Magnetic Disk Storage
- disks are rotating devices. Typical hard drive rotates at 5400 or 7200 RPM
- Data are stored in concentric circles. Each such circle is called a track.
- there are also dividing lines that radiate out from the center to the edge. These divide the disk
surface into sectors.
- the surface is thus sliced up into slightly curved rectangles
- a specific address on the disk is identified by its track number and sector number combined
- the read/write head is mounted on an arm which can slide back and forth from the edge of a disk
toward its center. This movement selects the track. The rotating disk allows access to the desired sector.
- the disk is thus a random access device too
- hard drives normally have 2 or more platters that allow multiple
bits to be read/written at once.
- disk storage is usually characterized by its capacity, expressed in MB or GB, or perhaps TB (terabytes, or trillions of bytes)
- it is secondarily characterized by rotational or data access speed
Magnetic Tape storage
- data are stored as magnetic charges on ribbons of tape
- one piece of data is stored across the width of the tape
- tapes are sequential access, not random, because to get from address X to address Y, every address on the ribbon
between X and Y has to pass across the read/write head.

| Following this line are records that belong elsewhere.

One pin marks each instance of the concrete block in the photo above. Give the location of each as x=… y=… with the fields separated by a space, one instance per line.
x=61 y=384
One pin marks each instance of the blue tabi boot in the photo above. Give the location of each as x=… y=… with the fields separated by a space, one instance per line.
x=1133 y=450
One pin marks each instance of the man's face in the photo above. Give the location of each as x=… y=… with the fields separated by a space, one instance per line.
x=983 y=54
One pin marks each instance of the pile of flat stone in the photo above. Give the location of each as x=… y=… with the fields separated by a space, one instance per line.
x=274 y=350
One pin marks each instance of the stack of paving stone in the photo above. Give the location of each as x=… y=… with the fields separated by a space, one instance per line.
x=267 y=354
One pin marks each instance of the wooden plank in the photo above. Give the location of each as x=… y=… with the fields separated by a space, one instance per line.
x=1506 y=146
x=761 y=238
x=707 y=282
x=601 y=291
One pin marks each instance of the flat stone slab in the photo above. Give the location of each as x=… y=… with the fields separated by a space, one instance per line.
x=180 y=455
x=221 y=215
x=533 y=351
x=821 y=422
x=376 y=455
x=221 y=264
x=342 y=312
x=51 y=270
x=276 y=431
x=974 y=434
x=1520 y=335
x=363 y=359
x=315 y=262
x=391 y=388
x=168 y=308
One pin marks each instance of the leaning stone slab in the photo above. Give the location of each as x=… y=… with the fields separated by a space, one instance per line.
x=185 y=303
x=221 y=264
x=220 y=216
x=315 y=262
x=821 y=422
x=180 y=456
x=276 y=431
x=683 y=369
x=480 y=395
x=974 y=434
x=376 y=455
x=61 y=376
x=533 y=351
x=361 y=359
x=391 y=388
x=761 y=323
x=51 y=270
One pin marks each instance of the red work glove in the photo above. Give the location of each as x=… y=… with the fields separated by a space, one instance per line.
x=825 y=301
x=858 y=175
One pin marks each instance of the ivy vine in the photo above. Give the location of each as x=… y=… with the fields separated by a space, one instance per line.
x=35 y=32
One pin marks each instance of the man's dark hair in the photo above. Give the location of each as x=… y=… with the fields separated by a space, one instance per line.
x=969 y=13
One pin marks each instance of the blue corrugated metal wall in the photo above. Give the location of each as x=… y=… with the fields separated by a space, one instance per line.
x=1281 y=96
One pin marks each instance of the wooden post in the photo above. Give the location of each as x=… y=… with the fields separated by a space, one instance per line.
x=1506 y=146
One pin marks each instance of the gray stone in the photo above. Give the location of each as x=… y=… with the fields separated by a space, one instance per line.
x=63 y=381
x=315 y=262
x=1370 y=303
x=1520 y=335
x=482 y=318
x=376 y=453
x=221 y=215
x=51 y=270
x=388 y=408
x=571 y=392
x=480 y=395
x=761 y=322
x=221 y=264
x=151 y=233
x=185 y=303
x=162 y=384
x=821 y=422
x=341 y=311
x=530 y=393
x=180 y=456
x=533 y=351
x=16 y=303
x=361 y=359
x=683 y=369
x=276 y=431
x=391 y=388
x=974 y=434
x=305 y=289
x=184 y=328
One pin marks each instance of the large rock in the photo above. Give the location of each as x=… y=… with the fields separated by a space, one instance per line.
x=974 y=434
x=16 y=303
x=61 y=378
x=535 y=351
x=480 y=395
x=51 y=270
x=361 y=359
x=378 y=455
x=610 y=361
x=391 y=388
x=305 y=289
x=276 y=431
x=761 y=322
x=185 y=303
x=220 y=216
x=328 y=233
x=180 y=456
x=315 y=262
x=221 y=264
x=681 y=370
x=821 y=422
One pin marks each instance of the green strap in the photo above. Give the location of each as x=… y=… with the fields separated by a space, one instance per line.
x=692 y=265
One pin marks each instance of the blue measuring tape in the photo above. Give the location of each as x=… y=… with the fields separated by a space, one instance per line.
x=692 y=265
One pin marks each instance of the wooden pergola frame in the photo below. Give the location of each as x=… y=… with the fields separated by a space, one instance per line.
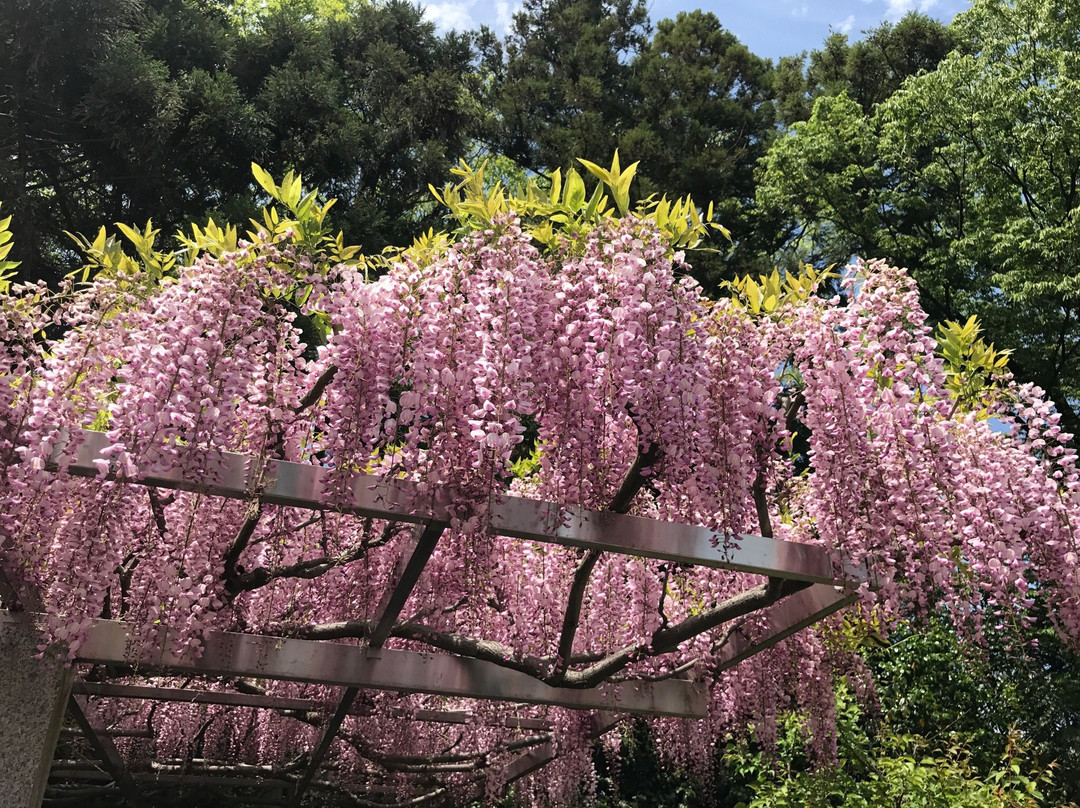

- tapes permit slower access than disks
- tapes are cheaper per unit of storage than disks, so tapes used for backup and long term storage
Optical storage
Distinguish from disks in that
- data are read and written using lasers (concentrated light beams) rather than magnetic devices
- data are stored as physical "pits", with a pit representing 1 and no-pit representing 0
- thus it is fundamentally harder to write than it is to read
- hard disks have much higher capacity per square inch of surface
- hard disks are also much less portable
Currently used optical storage media include:
- CD-ROM : Compact Disc - Read Only Memory
- CD-R : Compact Disc - Recordable (write once)
- CD-RW : Compact Disc - Re-Writable
- DVD-ROM : Digital Versatile Disc - Read Only Memory
- DVD-R, DVD+R : Digital Versatile Disc - Recordable (write once)
- DVD-RW, DVD+RW : Digital Versatile Disc - Re-Writable
The data are stored on a reflective substrate beneath a protective clear plastic
surface. A laser shines down onto the surface and the beam is either reflected
back strongly or weakly. Strong reflection means flat or 0, weather means pitted
or 1.
- To handle "-ROM" operations requires only a weak laser to detect pit/no-pit.
- To handle "-R" operations requires a second stronger laser to "burn" pits
- To handle "-RW" operations requires a third laser (stronger than read, weaker than write) to "erase" pits
- There are several competing DVD writeable and re-writable formats, so be wary
The drive itself may be compatible with a combination of media (e.g. DVD+RW drive can also read and
write CD formats) Optical drives are also characterized by reading and recording speed.
- Because the media are removable (like floppies) their capacities are fixed.
- CDs hold about 650 MB of data. The basic DVD holds 4.7 GB (more focused laser) but this can be doubled by using a second
layer or both sides, and quadrupled by using both.
- CD drive read speeds are rated as a multiple of how much faster it reads data compared to the
first generation of CD drives (150 KB per second). A "32X CD-ROM" reads data up to 32 times faster than the original drives.
- CD-RW drives often have three sets of "X" speeds, listing, in order, the recording speed for CD-Rs,
the recording speed for CD-RWs, and the read speed (e.g. 6X/4X/24X).
Solid state storage
Commonly known as "flash memory". They are solid state (no moving parts)
and resemble RAM but are not volatile. They are re-writable, like a CD-RW. Their
most common use is in digital cameras. They are also used in portable USB storage devices
called, variously, "flash drives", "stick drives", "thumb drives", etc.